Let us look back at the era of IoT before IoT. In that era—the late 1990s—we were building private radio networks based on proprietary RF technology. The learnings, the pitfalls from that era, were something I did not expect to revisit, and certainly not 25+ years later. Nowadays, we talk a lot about resilience and cybersecurity—and those are important, of course. But we often forget that if our systems are not operational and finely tuned, even the best hardware in the world will underperform. Most IoT systems don’t fail—they degrade.
In many IoT projects, there is a moment when everything appears to be working. Data is being delivered. Coverage maps look convincing. From a distance, the system feels like it has all the right attributes of a stable system. And yet, at some point, something starts to drift.
Packets are lost. Power consumption rises faster than the oil price. Latency increases. Some devices become unreliable, but not consistently enough to raise more than an eyebrow. The system does not fail outright. It degrades.
This is one of the more difficult aspects of IoT to deal with. Failures are not binary. They are fluctuating. But what looks like a connectivity issue is sometimes something else entirely.
The illusion of stability
Connectivity in IoT is often treated as a checkbox. Once a device is “online,” the assumption is that the problem is solved. Yieeha.
But connectivity is not static at all. It is a dynamic condition shaped by radio environments, protocols, hardware characteristics, antennas (and cables), and deployment decisions over time.
Take LoRaWAN as an example. On paper, it is robust, energy-efficient, and well-suited for large-scale deployments. And it is. But it is also highly sensitive to how the network is actually built and operated. When you purchase connectivity from your fiber operator or mobile network operator, they are responsible for the delivery of the bits and bytes. If you use a LoRaWAN operator, you should rightfully expect the same. But if you are the operator—the one who built the system—the problem is yours. A network can be fully compliant with specifications and still underperform in the field, and unfortunately, I see that happening from time to time.
When the physics starts to matter
In real deployments, radio behavior becomes unavoidable. Interference in the 868 MHz band is a shared reality. Other LoRaWAN networks, alarm systems, and various short-range devices all coexist in the same spectrum. Over time, the noise floor can rise without any change in your own system. You are simply using a shared resource, so this has to be expected.
The result can be packet loss—not uniformly, but at certain times of day or in certain locations. From a system perspective, everything still looks “mostly fine.”
Antenna design and placement introduce another layer of complexity. High-gain omnidirectional antennas can extend coverage, but they also narrow the vertical radiation pattern. Nodes located close to the gateway may fall into what is effectively a dead zone.

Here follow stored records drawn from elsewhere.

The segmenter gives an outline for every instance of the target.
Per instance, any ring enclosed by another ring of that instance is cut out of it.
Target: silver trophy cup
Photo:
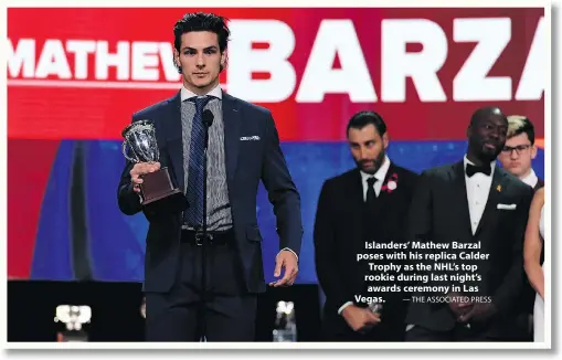
[[[123,131],[123,155],[132,163],[158,162],[160,161],[160,150],[156,138],[156,128],[150,120],[139,120],[128,125]],[[180,204],[185,208],[185,197],[173,186],[168,168],[163,167],[155,172],[140,176],[141,204],[147,205],[159,200],[173,200],[173,204]]]

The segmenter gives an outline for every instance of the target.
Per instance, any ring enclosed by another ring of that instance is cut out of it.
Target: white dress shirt
[[[377,194],[377,197],[379,197],[379,194],[381,193],[382,183],[384,182],[384,178],[386,178],[386,172],[389,172],[389,168],[390,168],[390,159],[385,155],[381,167],[379,168],[379,170],[377,170],[377,172],[374,174],[360,171],[361,172],[361,184],[363,186],[363,201],[367,201],[367,191],[369,190],[369,184],[367,183],[367,180],[369,180],[370,178],[373,178],[373,177],[377,179],[377,181],[373,184],[373,188],[374,188],[374,193]],[[343,311],[343,309],[346,307],[348,307],[352,304],[353,304],[353,301],[347,301],[346,304],[343,304],[338,309],[338,314],[341,315],[341,311]]]
[[[488,194],[490,193],[491,179],[494,177],[494,171],[496,170],[496,162],[492,161],[490,163],[491,172],[489,176],[486,176],[481,172],[477,172],[470,178],[466,174],[467,163],[474,165],[474,162],[468,160],[468,158],[465,156],[464,169],[465,169],[465,181],[466,181],[466,197],[468,200],[468,211],[470,213],[470,227],[473,229],[473,235],[474,235],[476,233],[476,229],[478,229],[480,219],[483,218],[484,209],[486,208],[486,203],[488,202]]]

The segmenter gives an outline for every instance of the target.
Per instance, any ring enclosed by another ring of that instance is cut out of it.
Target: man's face
[[[494,161],[506,144],[507,119],[499,114],[483,115],[468,128],[471,152],[483,161]]]
[[[536,156],[537,147],[531,145],[529,136],[522,133],[506,141],[498,160],[511,174],[522,178],[531,171],[531,160]]]
[[[374,125],[368,124],[361,129],[350,128],[348,141],[358,168],[367,173],[375,173],[384,161],[388,135],[381,137]]]
[[[183,85],[195,94],[205,94],[219,84],[221,54],[219,36],[210,31],[192,31],[181,35],[180,52],[174,50],[176,63],[181,66]]]

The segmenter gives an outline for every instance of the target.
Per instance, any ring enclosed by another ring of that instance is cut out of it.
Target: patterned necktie
[[[203,108],[210,96],[192,97],[195,103],[195,115],[191,123],[191,144],[189,149],[187,223],[194,229],[203,224],[203,163],[205,156],[205,130],[203,126]]]
[[[377,178],[367,179],[367,205],[371,208],[377,201],[377,193],[374,192],[374,183],[377,182]]]

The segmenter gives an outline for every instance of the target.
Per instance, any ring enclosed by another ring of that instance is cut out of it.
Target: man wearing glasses
[[[537,190],[544,186],[544,181],[539,179],[531,168],[531,160],[536,157],[537,147],[534,146],[532,123],[526,116],[508,116],[508,138],[503,150],[498,156],[501,166]]]
[[[544,181],[539,179],[531,167],[531,161],[537,157],[537,147],[534,146],[534,126],[526,116],[512,115],[508,116],[508,135],[506,145],[498,160],[501,166],[511,174],[518,177],[521,181],[530,186],[537,191],[544,186]],[[541,264],[543,261],[541,253]],[[519,307],[521,308],[521,317],[517,319],[519,327],[524,329],[526,337],[521,340],[533,340],[533,304],[534,289],[524,276],[523,292]]]

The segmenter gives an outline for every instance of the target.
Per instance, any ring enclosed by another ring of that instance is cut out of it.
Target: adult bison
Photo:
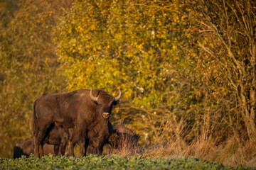
[[[93,139],[97,152],[101,155],[103,144],[110,135],[107,124],[112,108],[121,98],[119,91],[117,97],[100,89],[82,89],[36,99],[32,118],[35,156],[43,155],[43,142],[54,125],[75,129],[80,155],[86,153],[90,139]]]
[[[34,145],[33,140],[28,140],[18,142],[14,148],[14,158],[21,157],[22,155],[28,157],[30,154],[34,153]],[[45,144],[43,145],[43,155],[54,153],[54,146]]]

In trying to optimize reach, you unintentionally degrade local reliability.
Even reflections and multipath effects from buildings and metal structures can shift signal behavior in ways that are difficult to predict—and even harder to monitor continuously.
Capacity is not just about bandwidth
As networks scale, another dimension emerges: capacity.
In LoRaWAN, capacity is governed by spreading factor, payload size, transmission interval, and regulatory constraints such as duty cycle. These are not abstract parameters. They directly influence how long each transmission occupies the air.
Higher spreading factors increase range, but they also dramatically increase airtime. This means fewer devices can communicate effectively within the same network. You need to find a balance.
If Adaptive Data Rate (ADR) is misconfigured—or not used at all—devices may continue transmitting with unnecessarily high spreading factors. The network still functions, but efficiency drops. Airtime increases. Collisions become more likely.
The hidden cost of minor issues
What makes these problems particularly challenging is that they rarely appear as critical failures. Instead, they accumulate.
A few lost packets lead to retransmissions. Retransmissions increase airtime. Increased airtime reduces overall network capacity. Devices stay active longer, consuming more energy. Battery life shortens. Maintenance intervals shrink.
At scale, this becomes significant. What started as a marginal radio issue evolves into a cost problem, an operational problem, and ultimately a sustainability problem. More battery replacements. More site visits. More hardware cycles.
Beyond connectivity
If there is one takeaway, it is this: connectivity in itself is not the goal. I know that many connectivity experts preach a certain technology. I don’t. Reliable system behavior over time is what we should strive for.
That requires moving beyond a religion-based fixation on a specific wireless technology—there is no one-size-fits-all. When you have selected your technology of choice, think in terms of system dynamics. Understand how design decisions in one layer affect outcomes in another. Anticipate how the environment will evolve after deployment—not just at installation.
Take ownership.
Because in the absence of end-to-end responsibility, IoT systems tend to drift. Not dramatically, but gradually. Quietly. Until the gap between expectation and reality becomes too large to ignore.
In many ways, the most interesting IoT challenges are not about getting things to work. They are about understanding why they stop working as expected—and better yet, planning so that such situations do not occur.
That is where the real engineering begins.